The Sunflower family comprises the largest group of flowering plants, including in the flora of the whole world about one-tenth of the known species, or some 12,000 in number. They are chiefly herbs in our region, but in warmer parts of the world, shrubs and tree forms also occur. In New York, about one-fifth of all plants which have rather conspicuous flowers, and might in consequence be designated as wild flowers, belong to this family. In this Memoir, over 50 species, or nearly one-eighth of the total number of plants illustrated, belong to the Sunflower family, and the number would be larger if it were not deemed unnecessary to illustrate all of the many kinds of Goldenrods and Wild Asters.

The chief characteristics of the family, which will aid considerably in an understanding of the descriptions of the following species, is the crowding together of the true flowers into heads. These floral heads, commonly referred to as the " flower," namely, the Sunflower, the Daisy etc. are in reality made up of many small, individual flowers, in contrast to the single flower of the rose or violet. The head is surrounded by an imrolucre, composed of one to several series of bracts or scales, performing as a whole the function of a calyx for the entire flower head. The individual bracts are often leaflike in character.

Two kinds of flowers arc to be noted in the " heads " of certain Compositae. They are the regular five-toothed or five-lobed corolla, as seen in the different species of Eupatorium, and the irregular, strap-shaped or ligulate corolla, in the ray flowers of the Wild Asters. Sometimes both kinds are found in the same head, as in the common Daisy, and then the strap-shaped flowers around the margin are referred to as ray flowers, and the densely packed tubular flowers in the center of the head are called disk flowers. Very often the disk flowers are of one color and the ray flowers of a different color. In some cases we find heads composed entirely of disk flowers (Thistles).

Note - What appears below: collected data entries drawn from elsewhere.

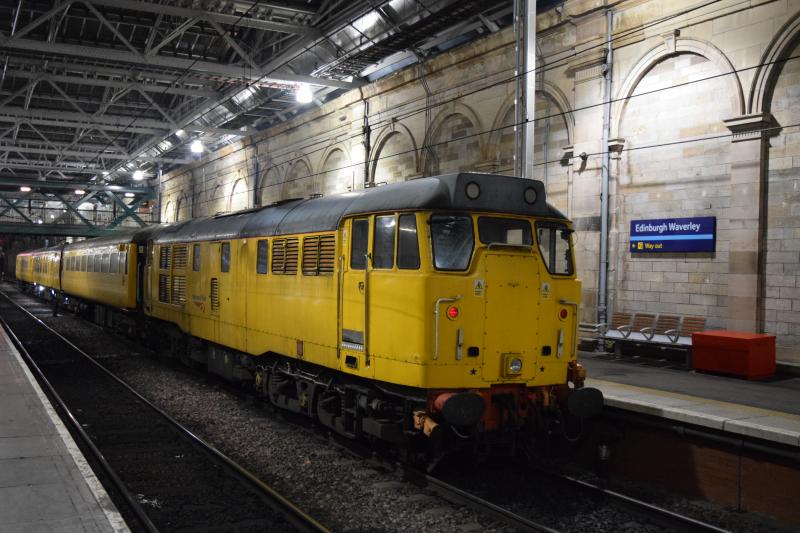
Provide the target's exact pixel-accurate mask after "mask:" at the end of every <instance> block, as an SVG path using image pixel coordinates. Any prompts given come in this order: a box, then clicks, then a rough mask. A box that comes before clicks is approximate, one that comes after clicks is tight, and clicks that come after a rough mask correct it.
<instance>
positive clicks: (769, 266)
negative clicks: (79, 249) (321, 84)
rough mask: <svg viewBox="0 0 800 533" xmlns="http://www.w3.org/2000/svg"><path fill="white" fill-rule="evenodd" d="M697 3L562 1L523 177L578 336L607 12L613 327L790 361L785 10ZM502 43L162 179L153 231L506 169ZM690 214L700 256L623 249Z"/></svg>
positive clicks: (499, 34) (544, 41)
mask: <svg viewBox="0 0 800 533" xmlns="http://www.w3.org/2000/svg"><path fill="white" fill-rule="evenodd" d="M698 6H701V4H695V3H688V2H671V1H668V0H623V1H618V2H610V1H602V0H569V1H567V2H566V3H565V4H564V5H563V6H561V7H560V8H558V9H551V10H549V11H547V12H544V13H541V14H540V15H539V24H538V25H539V27H538V42H537V52H538V56H539V60H538V66H539V67H540V71H539V75H538V77H537V87H538V90H537V105H536V118H537V121H536V133H535V140H534V143H535V157H536V166H535V172H534V174H535V177H536V178H537V179H541V180H542V181H544V182H545V183H546V186H547V191H548V195H549V199H550V201H551V203H553V204H554V205H556V206H557V207H558V208H559V209H561V210H563V211H564V212H565V213H567V214H568V215H569V216H570V217H571V218H572V219H573V220H574V221H575V225H576V228H577V229H578V233H577V238H576V242H577V263H578V266H579V274H580V277H581V279H582V281H583V286H584V290H583V295H582V302H581V303H582V317H583V320H585V321H587V322H591V321H594V320H596V318H597V302H598V299H597V290H598V289H597V286H598V283H597V278H598V271H599V229H600V228H599V226H600V186H601V168H602V162H603V153H604V152H605V151H606V150H607V149H608V147H606V146H603V145H602V142H601V139H602V138H603V128H604V125H603V124H604V123H603V105H602V103H603V94H604V92H603V91H604V84H605V79H606V78H605V73H606V71H607V70H608V68H607V65H606V56H605V53H604V50H603V49H604V48H605V40H606V37H607V36H606V12H607V10H611V11H612V13H613V30H612V48H613V64H612V65H611V69H610V73H611V80H612V88H611V94H612V99H613V103H612V104H611V111H610V124H609V137H610V138H611V139H614V140H615V141H614V142H615V143H617V144H616V146H619V143H623V146H624V150H623V151H622V152H621V153H615V154H613V157H612V160H611V165H610V187H611V194H610V228H609V234H610V254H609V258H610V262H609V277H608V280H609V291H608V301H609V313H611V312H613V311H615V310H620V311H623V310H624V311H632V312H637V311H649V312H654V313H676V314H688V315H702V316H706V317H707V320H708V324H709V326H710V327H714V328H730V329H744V330H748V331H766V332H770V333H775V334H777V335H778V343H779V349H780V357H781V358H783V359H794V360H800V352H798V348H797V347H798V345H800V342H799V341H800V132H799V131H800V130H799V128H800V58H796V56H798V55H800V47H798V43H799V42H800V3H798V2H797V1H796V0H775V1H764V0H762V1H758V0H754V1H752V2H749V3H748V4H746V5H745V4H742V3H741V2H738V1H735V0H722V1H721V2H717V3H714V4H713V5H711V6H708V7H698ZM514 45H515V38H514V32H513V30H512V29H511V28H506V29H504V30H501V31H499V32H496V33H493V34H491V35H488V36H487V37H484V38H482V39H480V40H478V41H475V42H472V43H470V44H467V45H464V46H462V47H460V48H457V49H454V50H452V51H450V52H447V53H445V54H442V55H439V56H437V57H434V58H432V59H430V60H428V61H426V62H425V63H424V64H418V65H414V66H411V67H408V68H406V69H405V70H403V71H400V72H398V73H395V74H394V75H392V76H389V77H387V78H385V79H383V80H379V81H378V82H375V83H373V84H370V85H368V86H365V87H363V88H362V89H360V90H356V91H350V92H348V93H346V94H345V95H343V96H341V97H339V98H338V99H336V100H334V101H332V102H329V103H327V104H325V105H323V106H322V107H319V108H315V109H313V110H310V111H308V112H306V113H304V114H302V115H299V116H296V117H295V118H293V119H291V120H289V121H287V122H285V123H283V124H281V125H279V126H276V127H274V128H271V129H270V130H268V131H265V132H262V133H260V134H258V135H256V136H254V137H252V138H249V139H245V140H244V141H243V142H241V143H238V144H236V145H232V146H230V147H227V148H225V149H223V150H221V151H220V152H218V153H216V154H212V155H209V156H207V157H205V158H204V159H202V160H200V161H198V162H197V163H196V164H194V165H191V166H189V167H185V168H182V169H180V170H178V171H174V172H172V173H171V174H169V175H167V176H165V177H164V180H163V185H162V202H161V205H162V216H163V219H164V220H166V221H173V220H176V219H183V218H187V217H192V216H201V215H205V214H213V213H216V212H221V211H230V210H236V209H243V208H248V207H253V206H258V205H266V204H269V203H272V202H274V201H277V200H281V199H286V198H292V197H300V196H309V195H312V194H326V195H327V194H334V193H339V192H345V191H348V190H353V189H358V188H361V187H363V186H364V183H365V182H368V183H377V184H380V183H390V182H395V181H400V180H405V179H410V178H414V177H418V176H422V175H431V174H437V173H444V172H451V171H457V170H477V171H481V172H491V173H513V172H514V166H515V165H514V162H515V146H516V143H515V136H516V134H517V131H516V129H515V128H514V121H515V105H514V103H515V94H516V93H515V83H514V73H515V69H516V65H515V52H514ZM365 117H366V118H365ZM365 125H368V126H369V128H368V134H365V128H364V126H365ZM365 146H368V147H369V152H368V153H365V148H364V147H365ZM581 153H585V154H586V157H585V159H584V158H581V157H580V154H581ZM365 160H366V162H365ZM690 216H714V217H716V219H717V244H716V251H715V252H713V253H708V254H649V255H641V254H637V255H635V256H634V255H632V254H631V253H630V252H629V251H628V243H629V228H630V221H631V220H634V219H641V218H661V217H663V218H671V217H690Z"/></svg>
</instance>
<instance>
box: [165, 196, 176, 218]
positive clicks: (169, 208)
mask: <svg viewBox="0 0 800 533" xmlns="http://www.w3.org/2000/svg"><path fill="white" fill-rule="evenodd" d="M173 205H174V204H173V203H172V200H169V201H167V205H165V206H164V216H163V220H164V222H175V218H174V216H172V217H171V216H170V215H174V212H175V210H174V209H173Z"/></svg>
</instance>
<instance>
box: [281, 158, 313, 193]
mask: <svg viewBox="0 0 800 533" xmlns="http://www.w3.org/2000/svg"><path fill="white" fill-rule="evenodd" d="M313 188H314V176H313V175H312V173H311V164H310V163H309V162H308V159H306V158H305V157H300V158H297V159H295V161H294V163H292V166H290V167H289V170H288V171H287V172H286V176H285V177H284V179H283V183H282V185H281V196H280V199H281V200H288V199H289V198H306V197H308V196H311V194H312V193H313V192H314V191H313Z"/></svg>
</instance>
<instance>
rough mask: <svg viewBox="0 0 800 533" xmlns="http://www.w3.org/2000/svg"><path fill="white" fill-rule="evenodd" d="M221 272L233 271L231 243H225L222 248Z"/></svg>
mask: <svg viewBox="0 0 800 533" xmlns="http://www.w3.org/2000/svg"><path fill="white" fill-rule="evenodd" d="M219 257H220V266H219V269H220V272H230V270H231V243H229V242H223V243H222V246H221V247H220V253H219Z"/></svg>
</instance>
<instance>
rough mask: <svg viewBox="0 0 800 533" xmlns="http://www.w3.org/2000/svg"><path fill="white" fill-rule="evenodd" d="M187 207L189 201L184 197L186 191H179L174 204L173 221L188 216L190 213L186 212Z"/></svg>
mask: <svg viewBox="0 0 800 533" xmlns="http://www.w3.org/2000/svg"><path fill="white" fill-rule="evenodd" d="M188 208H189V202H188V199H187V198H186V193H184V192H181V196H180V198H178V202H177V203H176V204H175V222H177V221H179V220H184V219H186V218H190V216H189V215H190V213H187V212H186V211H187V209H188ZM184 215H185V216H184Z"/></svg>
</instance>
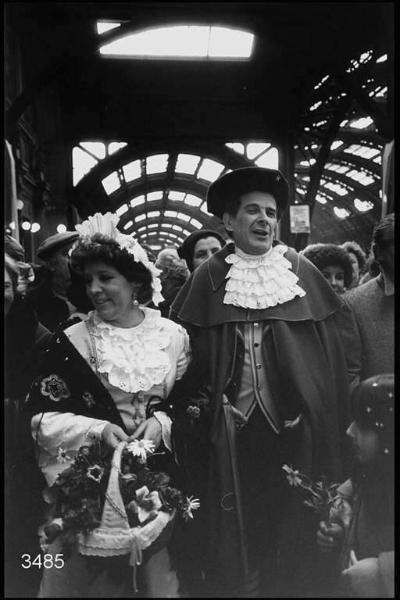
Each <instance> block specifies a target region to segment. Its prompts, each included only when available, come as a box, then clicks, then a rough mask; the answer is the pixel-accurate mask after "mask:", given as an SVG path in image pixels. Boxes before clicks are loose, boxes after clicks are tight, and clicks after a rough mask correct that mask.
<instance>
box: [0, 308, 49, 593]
mask: <svg viewBox="0 0 400 600" xmlns="http://www.w3.org/2000/svg"><path fill="white" fill-rule="evenodd" d="M4 325H5V343H6V351H5V360H4V367H5V400H4V402H5V405H4V433H5V445H4V451H5V466H6V468H5V472H4V476H5V515H6V522H5V547H6V548H7V555H6V557H5V585H6V595H8V594H10V596H11V597H27V594H33V595H35V588H38V584H39V579H40V573H39V570H35V569H23V568H22V567H21V562H22V559H21V555H22V554H25V553H29V554H30V555H31V557H32V560H33V559H34V558H35V556H36V555H37V554H38V553H39V552H40V548H39V540H38V536H37V527H38V525H39V524H40V520H41V517H42V510H43V504H42V500H41V492H42V489H43V486H44V479H43V477H42V475H41V473H40V471H39V468H38V466H37V464H36V458H35V447H34V443H33V440H32V436H31V430H30V420H29V417H28V415H27V414H25V411H24V404H25V398H26V395H27V394H28V392H29V388H30V386H31V383H32V380H33V377H34V373H35V370H36V368H37V365H38V364H39V363H40V360H41V357H42V356H43V354H44V350H45V348H46V346H47V343H48V342H49V340H50V337H51V334H50V332H49V331H48V330H47V329H46V328H45V327H44V326H43V325H42V324H41V323H39V322H38V320H37V317H36V315H35V313H34V311H33V310H32V308H31V307H30V306H29V305H28V304H26V302H25V301H24V300H22V299H19V298H16V299H15V300H14V302H13V304H12V306H11V308H10V311H9V313H8V315H7V317H6V319H5V323H4Z"/></svg>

The stamens are five in number, attached to the inside of the corolla tube and usually cohere by their anthers in a ring around the style, which is commonly two-cleft at the summit, that is, a two-parted stigma. The ray flowers are usually without stamens, when disk flowers are present, and sometimes some flowers (either disk or ray, as the case may be) are entirely neutral (without stamens or pistils). The ovary is one-celled, containing one ovule which ripens into a small, dry, one-celled, one-seeded, indehiscent fruit, known as an achene. This achene is admirably adapted for seed dissemination by means of the persistent pappus, which matures along with the fruit. In the case of Bidens, the pappus consists of two barbed processes projecting from the achene, which catch in the shaggy coats of animals and on the clothing of passing persons and is thus distributed wide distances. In other cases the pappus consists of hairlike tufts, as in the Thistle, which enable the seed to be carried great distances by the wind.

The Compositae represent the most highly developed family of flowering plants, in respect to floral structure. By massing the flowers in heads, there is a great economy of space and tissue gained for the plant, and also greater certainty of pollination for the individual flowers, as a visit from one insect may result in the pollination of from several to many flowers. The showiness gained by massing the small flowers together serves as an added attraction to insects.

The Compositae contain many cultivated plants, including ornamental species. The Asters, Chrysanthemums, Pyrethrams, Gaillardias, Helen-rums, Helianthus (Sunflowers), Rudbeckias (Coneflowers), Dahlias and many others are some of the common and highly ornamental species.